Mainstream media. When silence becomes editorial policy
A fracture has opened in Australian media, and it is no longer subtle.
On one side sits what people see every day on their phones. Raw footage, unedited testimony, the awful intimacy of a war recorded by those living inside it. On the other sits the Sydney Morning Herald: moderated, measured, written as though mass civilian death can be rendered bearable through tone alone.
For many Australians, that softened version is the only version.
My father is ninety-four. He does not scroll. He does not watch livestreams from Rafah. He does not see rubble shifting under bare hands or hear final messages sent from beneath concrete. He reads the Herald to understand what is being done in our name.
He is not a fringe reader. He votes. He shapes conversation. He believes the paper that calls itself the record will tell him what matters most.
However, the question is no longer whether the Herald covered Gaza. The question is whether it witnessed it.
Gaza reporting bias
Since October 2023, Gaza has become the most documented civilian catastrophe of the modern era. Tens of thousands dead. Entire neighbourhoods erased. Starvation warnings issued. Aid workers killed. Journalists killed in unprecedented numbers.
A review of senior international commentary over this period reveals something striking. The defining moral crisis of this decade rarely commanded sustained, front-facing analysis from the Herald’s most senior international voice, Peter Hartcher.
Between October 2023 and mid 2025, Hartcher appears to have written three substantive pieces primarily focused on Gaza and Palestine. Three.
That is not absence of coverage across the masthead. It is absence of weight. A crisis of this magnitude would ordinarily generate columns, follow-ups, moral framing, and pressure. Instead,
Gaza largely entered the opinion pages through the language of diplomacy, optics, and political management.
When the war’s most disturbing episodes surfaced globally, they were reported. What was missing was insistence. The drumbeat. The editorial heat.
Gaza realities
Consider what Australians were watching elsewhere. Outside of mainstream media.
Ambulance crews killed in incidents that demanded investigation.

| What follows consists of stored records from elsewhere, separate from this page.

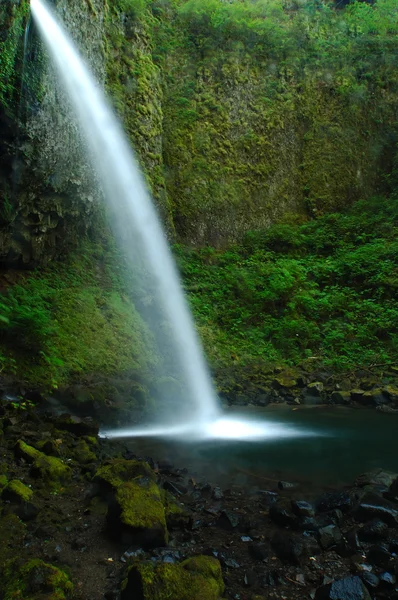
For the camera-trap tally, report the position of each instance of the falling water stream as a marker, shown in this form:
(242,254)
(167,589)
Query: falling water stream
(131,205)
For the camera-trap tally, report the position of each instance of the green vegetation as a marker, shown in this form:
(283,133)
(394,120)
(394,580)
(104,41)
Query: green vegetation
(13,16)
(72,319)
(324,289)
(198,578)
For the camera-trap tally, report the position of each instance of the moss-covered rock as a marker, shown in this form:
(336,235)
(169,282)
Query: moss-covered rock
(197,578)
(49,468)
(16,491)
(135,512)
(36,580)
(177,514)
(83,454)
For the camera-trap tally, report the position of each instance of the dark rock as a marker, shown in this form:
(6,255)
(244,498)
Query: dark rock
(250,578)
(372,398)
(175,488)
(259,551)
(77,426)
(217,494)
(349,545)
(288,547)
(228,520)
(373,506)
(302,508)
(341,397)
(331,500)
(268,498)
(373,530)
(370,580)
(286,485)
(387,579)
(379,555)
(329,536)
(282,514)
(394,546)
(356,395)
(315,388)
(349,588)
(376,478)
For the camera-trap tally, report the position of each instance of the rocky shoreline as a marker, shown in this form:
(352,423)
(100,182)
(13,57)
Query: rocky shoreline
(82,517)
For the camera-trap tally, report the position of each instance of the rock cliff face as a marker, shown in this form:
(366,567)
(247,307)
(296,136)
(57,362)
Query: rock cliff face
(47,190)
(230,139)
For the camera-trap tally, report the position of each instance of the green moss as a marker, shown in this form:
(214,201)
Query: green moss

The case of six year old Hind Rajab, whose desperate calls for rescue were recorded before the ambulance sent to her was later found destroyed.
Medical staff detained for extended periods without charge.
Reports and footage alleging abuse of detainees.
Mass graves reported at hospital sites.
Deadly shootings around food distribution points.
Seven World Central Kitchen aid workers killed in three consecutive drone strikes along a pre-cleared humanitarian route, including Australian volunteer Zomi Frankum.
Each episode travelled the world at speed. Each generated international scrutiny. In Australia, they passed through the cycle and moved on.
If China had killed an Australian aid worker in a marked humanitarian convoy in 2023, it would still dominate commentary today.
There would be demands for consequences.